Prime Minister of Papua New Guinea James Marape
Prime Minister of Papua New Guinea James Marape. (Sydney Morning Herald)

The “treaty villages” in Papua New Guinea with direct access to Australia’s Torres Strait islands would also be a particular focus for containing the outbreak.

Mr Morrison said the government needed to protect Australia’s borders.

“I think the forward deployment of vaccinations, particularly into the treaty villages, a key point of interaction, I think, will be a very achievable and very practical way of addressing that immediate need,” he said.

Queensland Premier Annastacia Palaszczuk yesterday confirmed more than 50 per cent of the state’s cases in hotel quarantine originated in PNG.

Since March 15, there have been 32 cases from PNG imported into Queensland and 13 are currently being managed in the state’s hospitals.

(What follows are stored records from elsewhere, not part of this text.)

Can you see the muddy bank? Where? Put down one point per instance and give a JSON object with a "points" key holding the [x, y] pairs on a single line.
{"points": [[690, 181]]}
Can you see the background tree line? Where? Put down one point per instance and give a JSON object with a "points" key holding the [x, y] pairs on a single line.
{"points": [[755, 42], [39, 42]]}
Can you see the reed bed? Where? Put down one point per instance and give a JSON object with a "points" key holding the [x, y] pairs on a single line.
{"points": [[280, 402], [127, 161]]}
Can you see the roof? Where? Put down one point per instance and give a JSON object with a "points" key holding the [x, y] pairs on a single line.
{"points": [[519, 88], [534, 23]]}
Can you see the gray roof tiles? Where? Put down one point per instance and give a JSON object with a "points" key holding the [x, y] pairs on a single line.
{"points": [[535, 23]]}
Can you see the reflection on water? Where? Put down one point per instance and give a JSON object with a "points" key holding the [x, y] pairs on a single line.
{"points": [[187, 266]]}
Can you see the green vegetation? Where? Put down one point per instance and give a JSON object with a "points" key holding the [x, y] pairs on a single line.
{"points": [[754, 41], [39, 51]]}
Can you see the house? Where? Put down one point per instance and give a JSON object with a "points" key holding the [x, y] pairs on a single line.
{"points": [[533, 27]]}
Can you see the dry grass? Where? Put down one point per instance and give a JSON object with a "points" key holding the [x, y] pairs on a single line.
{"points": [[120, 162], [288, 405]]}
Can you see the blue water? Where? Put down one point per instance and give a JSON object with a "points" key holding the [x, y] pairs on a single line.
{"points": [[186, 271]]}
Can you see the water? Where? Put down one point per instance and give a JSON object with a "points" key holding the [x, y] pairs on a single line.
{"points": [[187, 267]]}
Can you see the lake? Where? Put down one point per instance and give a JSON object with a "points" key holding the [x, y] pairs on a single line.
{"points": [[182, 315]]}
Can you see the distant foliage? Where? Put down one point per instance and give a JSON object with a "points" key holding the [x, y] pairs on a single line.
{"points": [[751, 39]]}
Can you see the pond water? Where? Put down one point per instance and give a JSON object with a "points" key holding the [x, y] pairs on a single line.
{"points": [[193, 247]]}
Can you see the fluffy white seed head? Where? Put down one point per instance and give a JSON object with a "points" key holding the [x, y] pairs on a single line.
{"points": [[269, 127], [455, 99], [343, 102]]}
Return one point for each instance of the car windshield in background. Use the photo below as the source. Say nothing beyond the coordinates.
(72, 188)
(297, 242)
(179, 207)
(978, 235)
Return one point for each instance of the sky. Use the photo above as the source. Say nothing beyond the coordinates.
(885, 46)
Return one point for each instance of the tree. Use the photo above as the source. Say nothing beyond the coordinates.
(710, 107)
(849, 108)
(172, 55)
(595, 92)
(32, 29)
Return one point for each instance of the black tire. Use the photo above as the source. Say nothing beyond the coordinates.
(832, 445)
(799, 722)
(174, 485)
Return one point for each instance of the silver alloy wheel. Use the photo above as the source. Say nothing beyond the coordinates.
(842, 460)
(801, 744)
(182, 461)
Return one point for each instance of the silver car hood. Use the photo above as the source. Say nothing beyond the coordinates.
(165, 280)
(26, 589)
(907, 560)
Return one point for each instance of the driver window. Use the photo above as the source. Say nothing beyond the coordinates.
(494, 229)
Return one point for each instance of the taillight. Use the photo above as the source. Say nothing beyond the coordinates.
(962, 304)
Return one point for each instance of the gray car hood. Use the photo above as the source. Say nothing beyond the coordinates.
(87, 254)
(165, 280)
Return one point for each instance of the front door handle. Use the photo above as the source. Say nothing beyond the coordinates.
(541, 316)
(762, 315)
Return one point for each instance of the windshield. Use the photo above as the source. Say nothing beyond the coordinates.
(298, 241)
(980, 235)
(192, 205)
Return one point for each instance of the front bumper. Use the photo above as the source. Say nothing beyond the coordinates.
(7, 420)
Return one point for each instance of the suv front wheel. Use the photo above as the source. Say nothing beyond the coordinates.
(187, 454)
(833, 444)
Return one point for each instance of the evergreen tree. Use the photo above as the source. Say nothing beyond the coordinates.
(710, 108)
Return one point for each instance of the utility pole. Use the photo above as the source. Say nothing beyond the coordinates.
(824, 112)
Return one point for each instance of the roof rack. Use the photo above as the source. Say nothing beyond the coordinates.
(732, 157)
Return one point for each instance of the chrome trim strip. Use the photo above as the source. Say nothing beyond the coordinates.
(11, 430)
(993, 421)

Queensland Premier Annastacia Palaszczuk said she is concerned about the situation in PNG and it is a ‘real risk’ to Australia. (Nine)

Ms Palaszczuk said she had been in talks with the Prime Minister over what could be done to assist the nation.

“We know there are an increasing number of cases in Papua New Guinea at the moment, and any additional support that the federal government can give, whether it’s vaccinating health care workers up there, ensuring that their hospitals are safe,” she said.